An actor meeting the real-life person they’re about to portray in a movie is more or less expected these days, but for the new Oliver Stone film Snowden, that courtesy was a little more difficult for Joseph Gordon-Levitt to fulfill.
In an interview with The Guardian, Gordon-Levitt opened up about his secret trip to Russia to meet Edward Snowden, the notorious government contractor who leaked NSA secrets. Meeting the man he would later play on film, Gordon-Levitt made the clandestine voyage “wanting to understand this person that I was going to play, observing both his strengths and his weaknesses.”
Speaking for the first time about the conversation, which he was discouraged from recording, Gordon-Levitt admitted that even though he has first-hand experience with the man behind a million news stories, he wants people to decide for themselves whether Snowden is a national hero or a traitor.

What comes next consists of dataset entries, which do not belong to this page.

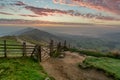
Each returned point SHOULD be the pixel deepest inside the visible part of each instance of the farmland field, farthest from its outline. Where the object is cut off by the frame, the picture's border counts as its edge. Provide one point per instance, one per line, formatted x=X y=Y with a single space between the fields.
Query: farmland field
x=109 y=65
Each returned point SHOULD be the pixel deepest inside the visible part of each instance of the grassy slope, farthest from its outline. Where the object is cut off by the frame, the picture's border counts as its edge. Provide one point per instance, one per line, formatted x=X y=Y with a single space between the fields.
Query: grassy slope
x=109 y=65
x=11 y=40
x=21 y=69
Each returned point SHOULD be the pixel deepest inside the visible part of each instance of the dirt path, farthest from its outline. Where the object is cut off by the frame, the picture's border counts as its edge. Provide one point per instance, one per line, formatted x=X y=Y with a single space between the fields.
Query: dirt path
x=67 y=69
x=21 y=41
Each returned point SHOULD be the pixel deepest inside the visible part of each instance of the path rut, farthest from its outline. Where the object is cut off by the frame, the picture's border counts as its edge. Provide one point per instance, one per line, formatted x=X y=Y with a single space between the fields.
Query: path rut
x=67 y=69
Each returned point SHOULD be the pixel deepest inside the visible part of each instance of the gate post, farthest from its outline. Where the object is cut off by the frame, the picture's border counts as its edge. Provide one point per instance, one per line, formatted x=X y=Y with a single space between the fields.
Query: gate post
x=39 y=53
x=24 y=49
x=51 y=47
x=5 y=49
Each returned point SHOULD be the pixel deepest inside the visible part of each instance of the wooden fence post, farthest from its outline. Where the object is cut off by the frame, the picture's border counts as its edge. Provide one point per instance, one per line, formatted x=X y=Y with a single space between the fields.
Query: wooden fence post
x=69 y=46
x=65 y=46
x=5 y=49
x=39 y=53
x=24 y=49
x=59 y=47
x=51 y=47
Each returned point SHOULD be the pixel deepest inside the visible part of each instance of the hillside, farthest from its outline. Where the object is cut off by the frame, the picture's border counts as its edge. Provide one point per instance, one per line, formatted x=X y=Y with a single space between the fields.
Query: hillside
x=35 y=35
x=104 y=43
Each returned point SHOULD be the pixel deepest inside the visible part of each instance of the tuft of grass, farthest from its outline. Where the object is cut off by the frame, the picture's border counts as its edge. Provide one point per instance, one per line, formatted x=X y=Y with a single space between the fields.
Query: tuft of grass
x=109 y=65
x=21 y=69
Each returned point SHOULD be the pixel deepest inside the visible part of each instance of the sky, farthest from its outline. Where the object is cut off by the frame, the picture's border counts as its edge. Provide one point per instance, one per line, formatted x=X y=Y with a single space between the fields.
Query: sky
x=53 y=12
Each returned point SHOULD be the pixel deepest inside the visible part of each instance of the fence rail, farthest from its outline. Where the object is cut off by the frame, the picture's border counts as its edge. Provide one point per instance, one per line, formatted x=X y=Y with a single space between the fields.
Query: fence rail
x=36 y=51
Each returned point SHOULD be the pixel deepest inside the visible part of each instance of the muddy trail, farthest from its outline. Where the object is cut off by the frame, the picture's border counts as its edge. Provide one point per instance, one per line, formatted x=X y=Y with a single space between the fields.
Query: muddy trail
x=67 y=69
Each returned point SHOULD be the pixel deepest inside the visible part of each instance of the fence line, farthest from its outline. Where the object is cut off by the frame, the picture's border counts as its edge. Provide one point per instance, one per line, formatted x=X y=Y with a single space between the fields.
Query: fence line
x=36 y=51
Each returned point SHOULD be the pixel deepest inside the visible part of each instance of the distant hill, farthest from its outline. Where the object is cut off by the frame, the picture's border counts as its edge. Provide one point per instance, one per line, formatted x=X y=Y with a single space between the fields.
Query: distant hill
x=105 y=43
x=35 y=35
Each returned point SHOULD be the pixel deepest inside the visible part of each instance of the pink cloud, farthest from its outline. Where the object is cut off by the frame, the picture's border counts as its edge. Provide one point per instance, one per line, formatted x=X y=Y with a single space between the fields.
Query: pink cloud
x=27 y=15
x=52 y=12
x=112 y=6
x=19 y=3
x=5 y=13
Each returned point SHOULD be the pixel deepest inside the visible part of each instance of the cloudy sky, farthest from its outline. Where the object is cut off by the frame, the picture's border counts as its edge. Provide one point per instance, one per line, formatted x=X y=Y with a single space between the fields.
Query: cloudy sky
x=56 y=11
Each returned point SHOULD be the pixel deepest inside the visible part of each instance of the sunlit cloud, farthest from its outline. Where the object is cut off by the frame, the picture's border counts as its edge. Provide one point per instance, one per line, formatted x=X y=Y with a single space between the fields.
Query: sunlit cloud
x=112 y=6
x=4 y=13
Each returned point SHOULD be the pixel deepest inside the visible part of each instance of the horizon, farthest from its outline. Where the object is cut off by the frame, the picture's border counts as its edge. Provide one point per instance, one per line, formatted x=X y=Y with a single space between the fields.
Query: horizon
x=59 y=12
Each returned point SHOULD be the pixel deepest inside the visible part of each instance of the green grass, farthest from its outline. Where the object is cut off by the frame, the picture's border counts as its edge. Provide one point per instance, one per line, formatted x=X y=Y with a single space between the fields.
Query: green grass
x=21 y=69
x=109 y=65
x=94 y=53
x=10 y=40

“I left knowing without a doubt that what [Snowden] did, he did because he believed it was the right thing to do, that he believed it would help the country he loves,” Gordon-Levitt said. “Now, as he would say, it’s not for him to say whether it was right or wrong. That’s really for people to decide on their own, and I would encourage anybody to decide that on their own. I don’t want to be the actor guy who’s like, ‘You should listen to me! What he did was right!’ I don’t think that’s my place. Even though that is what I believe – that what he did was right.”